EUR / USD
EUR/USD skyrocketed yesterday, surging to six-month highs with a dramatic 3.1% gain against a broadly weakening US dollar, primarily driven by Trump's sweeping tariff announcements. The market's response reflects mounting concerns about potential US economic recession risks, while the Eurozone appears relatively insulated from the immediate impact of these trade tensions.
Technical indicators support the bullish momentum, with the pair trading significantly above all major moving averages and showing a new support at 1.10. The diverging monetary policy expectations between the Federal Reserve and European Central Bank are also playing a crucial role, with markets now pricing in a 69% probability of an ECB rate cut in April while simultaneously anticipating accelerated Fed rate cuts.
Institutional investors' shift toward European assets, coupled with Germany's willingness to expand fiscal policies, suggests potential for continued euro strength, with the next significant target being the September 2024 high of 1.12, though the elevated RSI reading of 72 indicates the possibility of near-term consolidation. We expect the pair to weaken to the 1.10 level, which is a crucial support to help gauge the pair's near-term outlook.
USD / JPY
USD/JPY weakened significantly yesterday, driven primarily by heightened global trade tensions following Trump's sweeping tariff announcements, including a substantial 24% reciprocal tariff on Japanese goods. The currency pair breached critical technical support levels, including both the 20-day at 148.90 and 147, respectively, reflecting the market's strong bearish sentiment. The yen's traditional safe-haven status has been reinforced by institutional investors reducing risk exposure and seeking safety in Japanese assets, leading to substantial capital inflows into yen-denominated securities.

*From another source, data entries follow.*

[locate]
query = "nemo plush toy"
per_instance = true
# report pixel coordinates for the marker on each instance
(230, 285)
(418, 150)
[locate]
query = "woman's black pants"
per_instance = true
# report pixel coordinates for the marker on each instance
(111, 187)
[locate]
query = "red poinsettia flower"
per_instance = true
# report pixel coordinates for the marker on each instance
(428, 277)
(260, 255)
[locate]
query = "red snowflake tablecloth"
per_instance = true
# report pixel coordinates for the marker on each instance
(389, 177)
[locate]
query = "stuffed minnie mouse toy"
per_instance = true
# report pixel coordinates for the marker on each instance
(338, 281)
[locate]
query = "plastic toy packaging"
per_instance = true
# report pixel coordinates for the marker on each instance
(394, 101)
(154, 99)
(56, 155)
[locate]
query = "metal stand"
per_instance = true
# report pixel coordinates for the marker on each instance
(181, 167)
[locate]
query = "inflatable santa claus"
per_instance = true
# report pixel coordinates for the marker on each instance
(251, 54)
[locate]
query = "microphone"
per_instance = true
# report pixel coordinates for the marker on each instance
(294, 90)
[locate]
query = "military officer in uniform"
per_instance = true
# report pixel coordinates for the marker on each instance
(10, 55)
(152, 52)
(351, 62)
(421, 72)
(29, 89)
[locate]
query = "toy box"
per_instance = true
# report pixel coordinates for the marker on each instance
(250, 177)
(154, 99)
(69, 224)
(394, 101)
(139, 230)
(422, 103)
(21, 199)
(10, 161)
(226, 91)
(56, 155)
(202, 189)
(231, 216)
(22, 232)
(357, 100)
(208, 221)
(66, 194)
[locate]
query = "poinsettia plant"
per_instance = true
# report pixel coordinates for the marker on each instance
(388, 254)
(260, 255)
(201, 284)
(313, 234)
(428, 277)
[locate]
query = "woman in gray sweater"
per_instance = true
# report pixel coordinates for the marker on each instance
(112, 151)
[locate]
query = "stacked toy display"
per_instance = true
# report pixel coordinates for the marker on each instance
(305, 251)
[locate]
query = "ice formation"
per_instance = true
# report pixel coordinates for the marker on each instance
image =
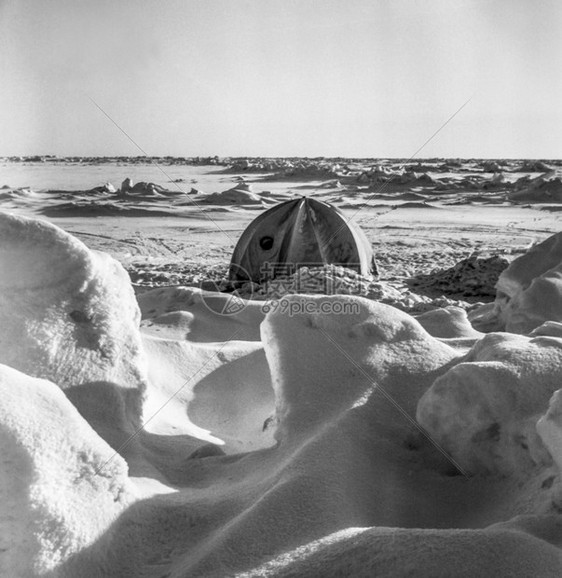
(283, 444)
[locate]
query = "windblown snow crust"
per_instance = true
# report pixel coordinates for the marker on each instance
(304, 442)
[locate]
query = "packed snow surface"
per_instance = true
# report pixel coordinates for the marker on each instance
(182, 432)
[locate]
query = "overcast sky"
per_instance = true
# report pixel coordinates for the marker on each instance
(367, 78)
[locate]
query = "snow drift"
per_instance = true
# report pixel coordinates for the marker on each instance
(276, 445)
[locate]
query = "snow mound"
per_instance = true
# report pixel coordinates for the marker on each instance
(549, 428)
(241, 194)
(67, 314)
(529, 291)
(483, 411)
(61, 486)
(390, 552)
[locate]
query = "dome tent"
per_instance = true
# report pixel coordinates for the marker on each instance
(299, 232)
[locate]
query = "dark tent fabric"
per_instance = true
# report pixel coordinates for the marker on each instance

Technical analysis indicates temporary support around 145.78, with trading volumes suggesting markets are struggling below that level. The combination of unwinding carry trades and narrowing US-Japan interest rate differentials, coupled with the Bank of Japan's likely cautious stance on rate hikes amid global growth concerns, points to continued yen strength in the near term.
A potential bullish reversal would require the pair to reclaim the 148.97 level, though this seems challenging given the current macro environment and trade tensions.
GBP / USD
GBP/USD demonstrated notable strength, with sterling showing remarkable resilience despite global market turbulence following recent US trade policy developments. Technical analysis reveals a bullish trend, with the pair trading above key moving averages and reaching peaks of 1.32, supported by substantial trading volumes during European sessions.
The pound's outperformance can be attributed to the UK's relatively favourable position in the new US tariff regime, where Britain faces modest 10% baseline tariffs compared to steeper rates imposed on other major economies. Adding to sterling's strength, the dollar has experienced broad weakness due to recession fears and expectations of multiple Federal Reserve rate cuts by year-end.
The technical outlook suggests upside momentum might be capped in the near term, with markets rejecting prices above 1.31 by the end of the day. The RSI reading of 70.49 indicates overbought conditions that may trigger a short-term pullback. We expect the pair to remain above the 1.30 support today; however, we believe further gains might be challenging, resulting in potential rangebound trading today.